Desafio é entender como serão os choques inflacionários nos EUA, diz membro do Fed
O presidente do Federal Reserve (Fed, o banco central norte-americano) de Chicago, Austan Goolsbee, afirmou que o maior desafio para o BC dos Estados Unidos hoje é entender se os choques inflacionários no país serão persistentes ou apenas temporários. Segundo ele, guerras e tarifas têm pressionado os preços recentemente.
“Temos de ficar muito atentos a como a inflação vai transparecer”, disse ele em entrevista gravada para o podcast Rapid Response, acrescentando que a responsabilidade por a inflação estar acima da meta por quase seis anos é, em parte, do próprio Fed.
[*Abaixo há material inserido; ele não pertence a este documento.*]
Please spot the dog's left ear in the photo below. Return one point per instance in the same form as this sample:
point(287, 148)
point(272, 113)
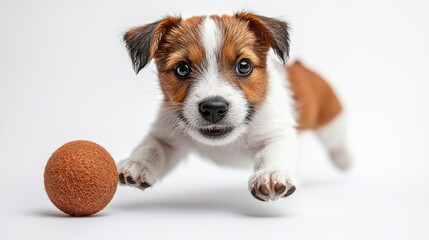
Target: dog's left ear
point(143, 42)
point(271, 31)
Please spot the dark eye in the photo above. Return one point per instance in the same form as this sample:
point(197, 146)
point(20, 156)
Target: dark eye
point(244, 67)
point(182, 70)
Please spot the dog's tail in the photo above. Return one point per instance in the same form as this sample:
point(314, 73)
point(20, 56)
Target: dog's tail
point(319, 109)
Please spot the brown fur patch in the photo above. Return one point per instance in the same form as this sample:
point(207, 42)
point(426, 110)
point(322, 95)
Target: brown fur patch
point(317, 102)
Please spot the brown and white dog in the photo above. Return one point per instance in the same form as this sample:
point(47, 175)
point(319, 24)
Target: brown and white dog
point(229, 97)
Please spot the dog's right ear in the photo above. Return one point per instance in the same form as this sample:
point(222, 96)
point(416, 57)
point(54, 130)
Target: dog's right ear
point(142, 42)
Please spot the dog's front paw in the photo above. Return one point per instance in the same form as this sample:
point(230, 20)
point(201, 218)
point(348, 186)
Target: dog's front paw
point(137, 174)
point(272, 184)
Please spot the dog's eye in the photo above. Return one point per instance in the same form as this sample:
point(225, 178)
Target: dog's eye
point(182, 70)
point(244, 67)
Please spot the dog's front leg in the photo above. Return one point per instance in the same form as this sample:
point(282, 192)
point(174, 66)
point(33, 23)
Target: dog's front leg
point(146, 164)
point(275, 169)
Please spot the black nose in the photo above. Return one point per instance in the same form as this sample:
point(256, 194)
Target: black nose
point(213, 109)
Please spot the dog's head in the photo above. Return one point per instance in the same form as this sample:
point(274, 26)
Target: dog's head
point(212, 69)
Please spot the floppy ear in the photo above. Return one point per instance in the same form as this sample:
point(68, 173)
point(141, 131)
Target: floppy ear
point(271, 31)
point(142, 42)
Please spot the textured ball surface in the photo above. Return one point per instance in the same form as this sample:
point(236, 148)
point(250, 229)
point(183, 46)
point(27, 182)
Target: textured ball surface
point(80, 178)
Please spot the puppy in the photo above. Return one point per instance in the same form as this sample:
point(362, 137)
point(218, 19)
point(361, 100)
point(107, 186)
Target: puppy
point(229, 97)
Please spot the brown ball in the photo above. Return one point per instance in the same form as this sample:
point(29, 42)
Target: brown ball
point(80, 178)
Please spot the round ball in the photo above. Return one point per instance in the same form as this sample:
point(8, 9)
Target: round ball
point(80, 178)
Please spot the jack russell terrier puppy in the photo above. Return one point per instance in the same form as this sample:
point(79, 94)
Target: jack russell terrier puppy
point(229, 97)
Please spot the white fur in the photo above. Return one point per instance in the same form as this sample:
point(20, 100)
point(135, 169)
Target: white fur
point(334, 136)
point(210, 83)
point(268, 143)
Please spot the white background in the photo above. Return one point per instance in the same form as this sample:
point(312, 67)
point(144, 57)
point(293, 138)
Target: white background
point(65, 75)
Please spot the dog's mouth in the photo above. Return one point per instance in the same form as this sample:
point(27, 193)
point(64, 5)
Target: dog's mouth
point(215, 131)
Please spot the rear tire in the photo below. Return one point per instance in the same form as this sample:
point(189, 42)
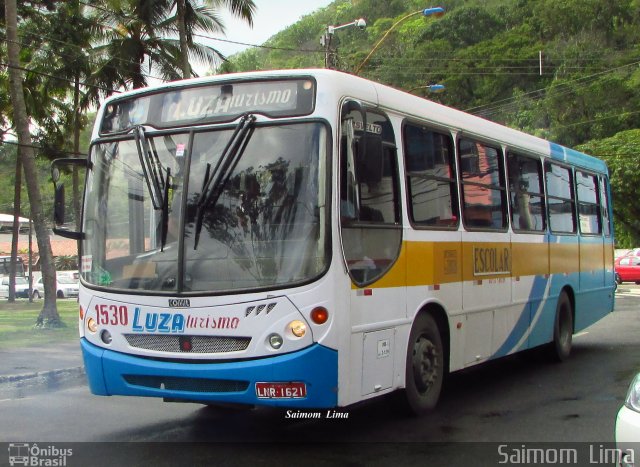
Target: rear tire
point(560, 348)
point(424, 365)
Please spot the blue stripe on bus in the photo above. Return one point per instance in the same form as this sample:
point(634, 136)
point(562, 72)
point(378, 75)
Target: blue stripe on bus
point(524, 321)
point(316, 366)
point(568, 155)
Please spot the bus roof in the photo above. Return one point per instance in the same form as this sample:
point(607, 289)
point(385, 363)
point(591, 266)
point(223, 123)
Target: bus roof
point(340, 84)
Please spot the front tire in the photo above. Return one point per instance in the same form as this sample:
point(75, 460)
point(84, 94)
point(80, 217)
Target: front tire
point(424, 366)
point(560, 348)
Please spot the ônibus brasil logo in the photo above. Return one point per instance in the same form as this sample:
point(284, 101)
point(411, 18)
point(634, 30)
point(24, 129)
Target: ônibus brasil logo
point(34, 455)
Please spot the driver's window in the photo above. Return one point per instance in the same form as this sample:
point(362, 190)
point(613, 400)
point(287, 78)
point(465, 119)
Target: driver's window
point(369, 195)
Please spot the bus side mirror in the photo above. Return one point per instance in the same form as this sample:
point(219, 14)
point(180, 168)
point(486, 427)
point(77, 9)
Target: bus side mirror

O dirigente frisou que o maior receio no curto prazo é que os preços não estejam sob controle, mas se mostrou otimista de que o Fed está no caminho para voltar à meta de 2%. “Uma taxa de 3% e uma inflação de 2% constituem uma meta flexível para a qual estamos caminhando”, afirmou.
Sobre a independência do Fed, Goolsbee enfatizou que a pressão política o preocupa e que a interferência em bancos centrais geralmente leva à inflação. “Se um governo está tentando remover membros do Fed para reduzir taxas de juros ou influenciá-las, isso é uma circunstância problemática”, comentou.
Goolsbee disse ainda que a economia do país está estável, “mas não necessariamente boa”, e que o atual mercado de trabalho – com poucas contratações e poucas demissões – é incomum.